Sugar rush: Spring Statement response

Published on Public Finances and the Economy

With next year expected to mark the point at which both the current deficit is finally eliminated and the debt-to-GDP ratio starts to fall, the Chancellor’s ‘tiggerish’ stance yesterday is understandable. But the light at the end of the austerity tunnel remains all too faint for the moment.

For households, the next few years are set to continue the post-crisis trend of disappointing living standards improvement. Ten years on from the start of the pay squeeze, recovery remains seven years away. And the vast majority of the large working-age welfare cuts announced back in July 2015 are still to bite, with low and middle income households likely to fare especially badly over the next two years. Despite some near-term improvement in yesterday’s forecasts, the UK remains in the midst of a squeeze on incomes that is set to last longer than the one experienced immediately after the financial crisis.

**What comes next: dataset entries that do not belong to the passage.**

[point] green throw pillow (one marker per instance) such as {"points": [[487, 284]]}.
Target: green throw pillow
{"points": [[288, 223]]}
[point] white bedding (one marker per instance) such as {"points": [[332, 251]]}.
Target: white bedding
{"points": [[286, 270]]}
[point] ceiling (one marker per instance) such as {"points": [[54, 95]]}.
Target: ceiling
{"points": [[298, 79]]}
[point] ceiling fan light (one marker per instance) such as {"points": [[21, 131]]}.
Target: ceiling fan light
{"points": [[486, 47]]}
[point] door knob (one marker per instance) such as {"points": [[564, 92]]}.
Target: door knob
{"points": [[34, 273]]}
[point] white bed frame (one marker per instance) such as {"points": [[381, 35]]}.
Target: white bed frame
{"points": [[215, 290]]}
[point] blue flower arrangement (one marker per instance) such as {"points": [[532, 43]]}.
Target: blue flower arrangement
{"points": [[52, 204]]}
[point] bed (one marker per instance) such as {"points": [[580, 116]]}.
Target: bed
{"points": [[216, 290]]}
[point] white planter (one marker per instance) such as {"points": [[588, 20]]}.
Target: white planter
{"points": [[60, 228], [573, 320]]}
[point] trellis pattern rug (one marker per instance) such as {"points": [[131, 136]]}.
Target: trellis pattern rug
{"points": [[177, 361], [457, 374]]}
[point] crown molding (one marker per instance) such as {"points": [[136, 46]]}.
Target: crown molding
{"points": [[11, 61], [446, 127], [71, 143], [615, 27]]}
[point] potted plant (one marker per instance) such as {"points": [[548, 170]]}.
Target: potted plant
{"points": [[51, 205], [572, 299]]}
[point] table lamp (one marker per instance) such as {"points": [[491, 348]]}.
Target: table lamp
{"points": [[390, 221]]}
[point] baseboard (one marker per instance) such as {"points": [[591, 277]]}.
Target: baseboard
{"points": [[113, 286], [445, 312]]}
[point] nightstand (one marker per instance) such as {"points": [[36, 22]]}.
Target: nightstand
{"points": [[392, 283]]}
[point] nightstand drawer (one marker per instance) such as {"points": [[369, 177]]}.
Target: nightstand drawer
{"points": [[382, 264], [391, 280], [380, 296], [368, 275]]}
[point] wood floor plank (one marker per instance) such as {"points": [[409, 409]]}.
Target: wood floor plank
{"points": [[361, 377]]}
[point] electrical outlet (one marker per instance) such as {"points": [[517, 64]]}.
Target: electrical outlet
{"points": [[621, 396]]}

For the Chancellor too there are tough choices ahead. Philip Hammond has said that, come the next Autumn Budget, he wants to share the gains of lower borrowing forecasts between paying down the deficit, boosting public services and lowering taxes. Yet even with yesterday’s modest improvement in place, he isn’t expected to balance the overall budget – in keeping with his overall fiscal ‘objective’ – until the end of the next parliament. The implication is that something has to give. Either the UK economy will have to ‘beat the forecasts’, or he will need to introduce tax rises rather than tax cuts. Given longer-term fiscal challenges ahead, this latter course of action appears almost inevitable.